Once you take the first step to jumpstart your employee engagement, defining employee engagement in your words, it's time to take the next step: Pick Your KPI or Key Performance Metric.
The impact of employee engagement levels is always, always, reflected in your business results. For the skeptics, answer this: Which business result is independent of your employees' performance?
Before your begin your employee engagement journey, know where you're going and know the markers that measure your progress. In business, that comes down to your KPI or your Key Performance Indicators.
This continues in line with Dr. Stephen Covey’s first two habits in his book The 7 Habits of Highly Successful People, be proactive and begin with the end in mind. Two tips.
- Pick one that measures what's important.
- Pick one where your team’s performance has a direct impact.
If you’re a sales manager, pick sales conversions or upsells or crosssells or testimonials or referrals.
If you’re a customer service manager, pick customer churn or testimonials or referrals.
As an operations manager pick error rates or accidents or damaged goods.

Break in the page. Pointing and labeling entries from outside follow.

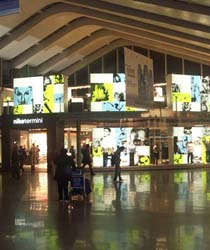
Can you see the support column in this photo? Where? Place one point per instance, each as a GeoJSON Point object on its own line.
{"type": "Point", "coordinates": [78, 143]}
{"type": "Point", "coordinates": [55, 141]}
{"type": "Point", "coordinates": [170, 145]}
{"type": "Point", "coordinates": [9, 137]}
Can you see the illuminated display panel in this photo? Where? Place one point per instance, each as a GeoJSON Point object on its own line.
{"type": "Point", "coordinates": [108, 92]}
{"type": "Point", "coordinates": [106, 140]}
{"type": "Point", "coordinates": [189, 93]}
{"type": "Point", "coordinates": [38, 94]}
{"type": "Point", "coordinates": [139, 79]}
{"type": "Point", "coordinates": [191, 145]}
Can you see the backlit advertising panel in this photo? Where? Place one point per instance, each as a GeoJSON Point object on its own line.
{"type": "Point", "coordinates": [108, 92]}
{"type": "Point", "coordinates": [38, 94]}
{"type": "Point", "coordinates": [189, 93]}
{"type": "Point", "coordinates": [107, 140]}
{"type": "Point", "coordinates": [139, 79]}
{"type": "Point", "coordinates": [191, 145]}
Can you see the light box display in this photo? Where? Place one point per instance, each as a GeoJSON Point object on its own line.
{"type": "Point", "coordinates": [139, 79]}
{"type": "Point", "coordinates": [108, 92]}
{"type": "Point", "coordinates": [189, 93]}
{"type": "Point", "coordinates": [106, 140]}
{"type": "Point", "coordinates": [194, 140]}
{"type": "Point", "coordinates": [38, 94]}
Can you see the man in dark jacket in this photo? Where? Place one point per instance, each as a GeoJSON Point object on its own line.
{"type": "Point", "coordinates": [64, 164]}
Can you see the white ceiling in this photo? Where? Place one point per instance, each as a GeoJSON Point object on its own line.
{"type": "Point", "coordinates": [61, 36]}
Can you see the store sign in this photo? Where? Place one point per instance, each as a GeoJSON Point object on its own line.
{"type": "Point", "coordinates": [19, 121]}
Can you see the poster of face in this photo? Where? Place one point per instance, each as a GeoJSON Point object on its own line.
{"type": "Point", "coordinates": [186, 93]}
{"type": "Point", "coordinates": [27, 93]}
{"type": "Point", "coordinates": [158, 94]}
{"type": "Point", "coordinates": [53, 94]}
{"type": "Point", "coordinates": [38, 94]}
{"type": "Point", "coordinates": [139, 79]}
{"type": "Point", "coordinates": [107, 140]}
{"type": "Point", "coordinates": [191, 145]}
{"type": "Point", "coordinates": [108, 93]}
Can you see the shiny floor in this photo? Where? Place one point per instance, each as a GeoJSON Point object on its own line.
{"type": "Point", "coordinates": [154, 210]}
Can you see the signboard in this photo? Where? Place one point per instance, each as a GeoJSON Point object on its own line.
{"type": "Point", "coordinates": [139, 79]}
{"type": "Point", "coordinates": [38, 94]}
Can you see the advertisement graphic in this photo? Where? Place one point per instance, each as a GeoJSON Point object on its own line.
{"type": "Point", "coordinates": [189, 93]}
{"type": "Point", "coordinates": [38, 94]}
{"type": "Point", "coordinates": [191, 145]}
{"type": "Point", "coordinates": [108, 92]}
{"type": "Point", "coordinates": [139, 79]}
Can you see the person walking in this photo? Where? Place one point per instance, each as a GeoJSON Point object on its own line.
{"type": "Point", "coordinates": [116, 162]}
{"type": "Point", "coordinates": [155, 151]}
{"type": "Point", "coordinates": [15, 162]}
{"type": "Point", "coordinates": [22, 157]}
{"type": "Point", "coordinates": [190, 151]}
{"type": "Point", "coordinates": [87, 160]}
{"type": "Point", "coordinates": [63, 164]}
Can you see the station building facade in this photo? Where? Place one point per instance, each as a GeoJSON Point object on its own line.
{"type": "Point", "coordinates": [75, 120]}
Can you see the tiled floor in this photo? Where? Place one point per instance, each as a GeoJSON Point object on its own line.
{"type": "Point", "coordinates": [154, 210]}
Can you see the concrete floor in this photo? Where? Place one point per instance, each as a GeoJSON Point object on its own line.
{"type": "Point", "coordinates": [154, 210]}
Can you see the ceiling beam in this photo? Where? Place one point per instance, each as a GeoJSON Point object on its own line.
{"type": "Point", "coordinates": [61, 7]}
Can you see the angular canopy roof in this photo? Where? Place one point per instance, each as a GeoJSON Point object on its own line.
{"type": "Point", "coordinates": [64, 36]}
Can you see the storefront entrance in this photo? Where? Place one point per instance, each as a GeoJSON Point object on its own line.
{"type": "Point", "coordinates": [39, 138]}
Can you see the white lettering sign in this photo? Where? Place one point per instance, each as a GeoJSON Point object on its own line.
{"type": "Point", "coordinates": [18, 121]}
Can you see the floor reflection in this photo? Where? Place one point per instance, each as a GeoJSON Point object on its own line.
{"type": "Point", "coordinates": [149, 210]}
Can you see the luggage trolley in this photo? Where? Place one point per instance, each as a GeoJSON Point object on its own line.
{"type": "Point", "coordinates": [77, 184]}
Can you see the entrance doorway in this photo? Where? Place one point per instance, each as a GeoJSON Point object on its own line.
{"type": "Point", "coordinates": [39, 138]}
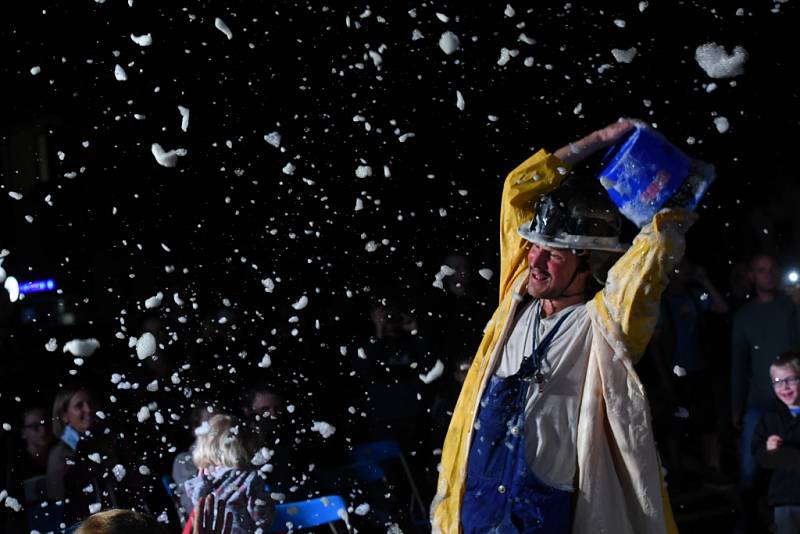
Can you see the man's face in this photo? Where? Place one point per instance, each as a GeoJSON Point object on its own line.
{"type": "Point", "coordinates": [762, 273]}
{"type": "Point", "coordinates": [80, 413]}
{"type": "Point", "coordinates": [551, 270]}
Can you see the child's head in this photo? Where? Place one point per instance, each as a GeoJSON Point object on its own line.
{"type": "Point", "coordinates": [785, 375]}
{"type": "Point", "coordinates": [221, 442]}
{"type": "Point", "coordinates": [118, 521]}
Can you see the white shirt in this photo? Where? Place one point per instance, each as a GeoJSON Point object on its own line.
{"type": "Point", "coordinates": [551, 413]}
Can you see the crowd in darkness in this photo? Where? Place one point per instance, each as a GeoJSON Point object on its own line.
{"type": "Point", "coordinates": [706, 376]}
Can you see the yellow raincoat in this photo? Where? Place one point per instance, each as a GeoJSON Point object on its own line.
{"type": "Point", "coordinates": [619, 485]}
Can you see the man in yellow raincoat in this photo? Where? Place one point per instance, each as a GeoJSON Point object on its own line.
{"type": "Point", "coordinates": [552, 431]}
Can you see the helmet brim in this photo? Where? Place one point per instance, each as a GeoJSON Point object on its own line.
{"type": "Point", "coordinates": [566, 241]}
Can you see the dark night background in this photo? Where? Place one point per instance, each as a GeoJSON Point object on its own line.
{"type": "Point", "coordinates": [230, 217]}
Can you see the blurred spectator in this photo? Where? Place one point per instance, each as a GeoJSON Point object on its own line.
{"type": "Point", "coordinates": [81, 465]}
{"type": "Point", "coordinates": [264, 411]}
{"type": "Point", "coordinates": [686, 301]}
{"type": "Point", "coordinates": [776, 443]}
{"type": "Point", "coordinates": [27, 465]}
{"type": "Point", "coordinates": [226, 463]}
{"type": "Point", "coordinates": [183, 467]}
{"type": "Point", "coordinates": [762, 329]}
{"type": "Point", "coordinates": [117, 521]}
{"type": "Point", "coordinates": [459, 312]}
{"type": "Point", "coordinates": [390, 368]}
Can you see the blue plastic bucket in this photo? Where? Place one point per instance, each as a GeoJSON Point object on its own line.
{"type": "Point", "coordinates": [645, 171]}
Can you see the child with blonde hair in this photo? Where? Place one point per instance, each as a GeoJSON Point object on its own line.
{"type": "Point", "coordinates": [223, 456]}
{"type": "Point", "coordinates": [776, 443]}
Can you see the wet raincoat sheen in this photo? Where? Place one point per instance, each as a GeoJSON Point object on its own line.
{"type": "Point", "coordinates": [619, 485]}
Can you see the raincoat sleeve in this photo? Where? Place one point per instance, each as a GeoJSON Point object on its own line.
{"type": "Point", "coordinates": [628, 305]}
{"type": "Point", "coordinates": [537, 175]}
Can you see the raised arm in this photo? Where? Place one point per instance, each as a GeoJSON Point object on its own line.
{"type": "Point", "coordinates": [629, 303]}
{"type": "Point", "coordinates": [540, 174]}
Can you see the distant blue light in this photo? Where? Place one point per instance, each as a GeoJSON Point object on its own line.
{"type": "Point", "coordinates": [37, 286]}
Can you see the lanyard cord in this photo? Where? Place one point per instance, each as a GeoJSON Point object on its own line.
{"type": "Point", "coordinates": [533, 361]}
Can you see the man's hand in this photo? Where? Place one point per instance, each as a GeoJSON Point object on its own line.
{"type": "Point", "coordinates": [603, 138]}
{"type": "Point", "coordinates": [204, 522]}
{"type": "Point", "coordinates": [774, 442]}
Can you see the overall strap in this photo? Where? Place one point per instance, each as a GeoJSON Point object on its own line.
{"type": "Point", "coordinates": [533, 361]}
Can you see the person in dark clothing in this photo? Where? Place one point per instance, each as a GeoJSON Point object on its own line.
{"type": "Point", "coordinates": [26, 467]}
{"type": "Point", "coordinates": [776, 443]}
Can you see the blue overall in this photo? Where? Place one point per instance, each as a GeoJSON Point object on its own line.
{"type": "Point", "coordinates": [503, 496]}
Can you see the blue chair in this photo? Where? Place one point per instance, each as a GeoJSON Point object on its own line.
{"type": "Point", "coordinates": [366, 458]}
{"type": "Point", "coordinates": [298, 515]}
{"type": "Point", "coordinates": [47, 518]}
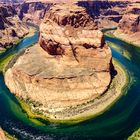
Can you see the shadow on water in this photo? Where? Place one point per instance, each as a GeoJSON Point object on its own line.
{"type": "Point", "coordinates": [116, 123]}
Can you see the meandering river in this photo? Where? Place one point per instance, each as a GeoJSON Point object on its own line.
{"type": "Point", "coordinates": [116, 123]}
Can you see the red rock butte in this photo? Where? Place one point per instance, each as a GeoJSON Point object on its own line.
{"type": "Point", "coordinates": [72, 68]}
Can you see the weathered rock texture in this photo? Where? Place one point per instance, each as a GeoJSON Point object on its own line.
{"type": "Point", "coordinates": [11, 28]}
{"type": "Point", "coordinates": [33, 12]}
{"type": "Point", "coordinates": [2, 135]}
{"type": "Point", "coordinates": [72, 68]}
{"type": "Point", "coordinates": [129, 25]}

I recommend you share that metric and its importance with your team, collectively and individually. Show them how reaching it will impact their work, their career, their rewards.
As CEO I used three or four, then tied them all together to show their relationships. It started with sales growth and cash flows. Cash is king and cash flows keep the crown on your head. Then I looked at sales conversions and referrals.
As we redirected our marketing budget towards our employees and away from Google Ads and ad agencies we saw our referrals rise, our sales conversions grow from 50% to 80%, our topline revenues grow even as prices in the industry were dropping through the floor and we kept our cash flows positive.
I celebrated those results in aggregate with everyone. Privately, I shared with each employee their contribution towards that goal. For instance, our initial sales conversion rates were quite good at 50%. As they moved towards 80%, I shared the news of that progress with the entire company. With the group, I connected their dots - their individual and daily wins - that helped draw this result. That recognized and reinforced the right behaviors and mindsets. Oh, every employee - myself included - received a bonus based on cash flows. So I showed how rising conversion rates led to improved cashflows.
Then separately I shared with each sales agent their sales conversion rate. There was no need to drill on that sales agent whose conversion rates were below the group's average. It was obvious.
As a first step in your journey of increasing employee engagement levels, pick the KPI whose current results concern you the most, where employee engagement among your direct reports has the most direct impact. You'll want to measure its change as you progress and you'll want to share that change with all of your stakeholders including your bosses as well as those whose accomplishments deliver that improvement.